Ost-Ausschuss trauert um Hans-Dietrich Genscher

1. April 2016

Langjähriger deutscher Außenminister stirbt im Alter von 89 Jahren

24 Jahre ist es bereits her, dass Hans-Dietrich Genscher 1992 auf dem Höhepunkt seiner politischen Karriere das Amt des Bundesaußenministers abgab, das er zuvor 18 Jahre lang bekleidet hatte – länger als seine Vorgänger und bisherigen Nachfolger. Und doch ist Genscher bis zuletzt eine einflussreiche Person der deutschen Politik und die prägende Figur der deutschen Diplomatie geblieben. Noch im hohen Alter von 87 Jahren war er Ende 2013 an der überraschenden Ausreise Michail Chodorkowskis nach zehn Jahren Gefängnis nach Deutschland beteiligt. Mit der ihm eigenen diplomatischen Beharrlichkeit hatte er gegenüber dem russischen Präsidenten Wladimir Putin immer wieder für eine Begnadigung geworben.
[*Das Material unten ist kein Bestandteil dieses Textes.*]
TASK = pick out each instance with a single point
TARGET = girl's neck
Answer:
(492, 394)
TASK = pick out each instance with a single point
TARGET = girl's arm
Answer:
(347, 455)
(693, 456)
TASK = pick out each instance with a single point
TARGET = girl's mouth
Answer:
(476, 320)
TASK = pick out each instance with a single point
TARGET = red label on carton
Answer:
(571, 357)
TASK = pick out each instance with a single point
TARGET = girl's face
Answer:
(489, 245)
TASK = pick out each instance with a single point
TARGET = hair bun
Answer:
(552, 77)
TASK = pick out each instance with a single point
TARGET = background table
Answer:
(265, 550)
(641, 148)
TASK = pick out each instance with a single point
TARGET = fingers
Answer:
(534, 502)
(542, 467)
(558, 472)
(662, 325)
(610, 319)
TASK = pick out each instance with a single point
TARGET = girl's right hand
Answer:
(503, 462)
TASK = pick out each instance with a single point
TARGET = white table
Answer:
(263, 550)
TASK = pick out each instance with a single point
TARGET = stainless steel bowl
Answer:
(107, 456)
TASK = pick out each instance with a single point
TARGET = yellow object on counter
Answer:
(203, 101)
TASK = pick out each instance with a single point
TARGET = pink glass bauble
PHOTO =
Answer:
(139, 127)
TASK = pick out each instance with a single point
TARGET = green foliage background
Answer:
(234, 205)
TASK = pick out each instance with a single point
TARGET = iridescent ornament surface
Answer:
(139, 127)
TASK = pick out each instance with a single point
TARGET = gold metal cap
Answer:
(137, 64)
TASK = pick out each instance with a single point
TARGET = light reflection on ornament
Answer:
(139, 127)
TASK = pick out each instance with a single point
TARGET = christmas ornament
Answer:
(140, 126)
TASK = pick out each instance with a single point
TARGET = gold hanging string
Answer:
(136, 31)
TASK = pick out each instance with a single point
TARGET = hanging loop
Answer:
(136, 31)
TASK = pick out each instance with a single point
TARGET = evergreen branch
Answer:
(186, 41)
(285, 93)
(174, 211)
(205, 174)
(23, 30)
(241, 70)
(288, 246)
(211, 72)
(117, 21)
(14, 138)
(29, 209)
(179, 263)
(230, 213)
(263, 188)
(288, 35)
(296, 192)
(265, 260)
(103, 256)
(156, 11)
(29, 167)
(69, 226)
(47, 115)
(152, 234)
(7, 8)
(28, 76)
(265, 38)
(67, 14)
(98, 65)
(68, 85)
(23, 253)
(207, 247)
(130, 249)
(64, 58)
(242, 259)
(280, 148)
Der Ost-Ausschuss schätzte Genschers Rat und lud ihn regelmäßig zu Treffen ein, bei denen er sich nie in den Vordergrund stellte, sondern gerade durch seine Bescheidenheit und leise Klugheit zu einem natürlichen Mittelpunkt wurde. Durch seinen Tod im Alter von 89 Jahren verliert die Bundesrepublik eine wichtige Stimme des Ausgleichs und der Verständigung zwischen Ost und West. Genscher verstand es, sich in die Positionen seiner außenpolitischen Verhandlungspartner hineinzudenken, dadurch alte Konflikte abzubauen und neue gar nicht erst entstehen zu lassen. Die Entspannungspolitik der 1970er Jahre bleibt untrennbar mit seinem Namen verbunden.

Ähnlich wie der im vergangenen Sommer verstorbene Egon Bahr stammt der 1927 in der Nähe von Halle geborene Genscher aus dem Osten Deutschlands. Ein biographischer Umstand, der ihn wie Bahr zeitlebens für die Überwindung der deutschen Teilung eintreten ließ. 1952 flüchtete der studierte Jurist in den Westen, durchlitt immer wieder schwere Krankheitsphasen und arbeitete sich dennoch in der Freien Demokratischen Partei in höchste Ämter vor. 1969 trat er zunächst als Innenminister in die erste sozialliberale Koalition ein, 1974 wechselte er dann in das Außenamt.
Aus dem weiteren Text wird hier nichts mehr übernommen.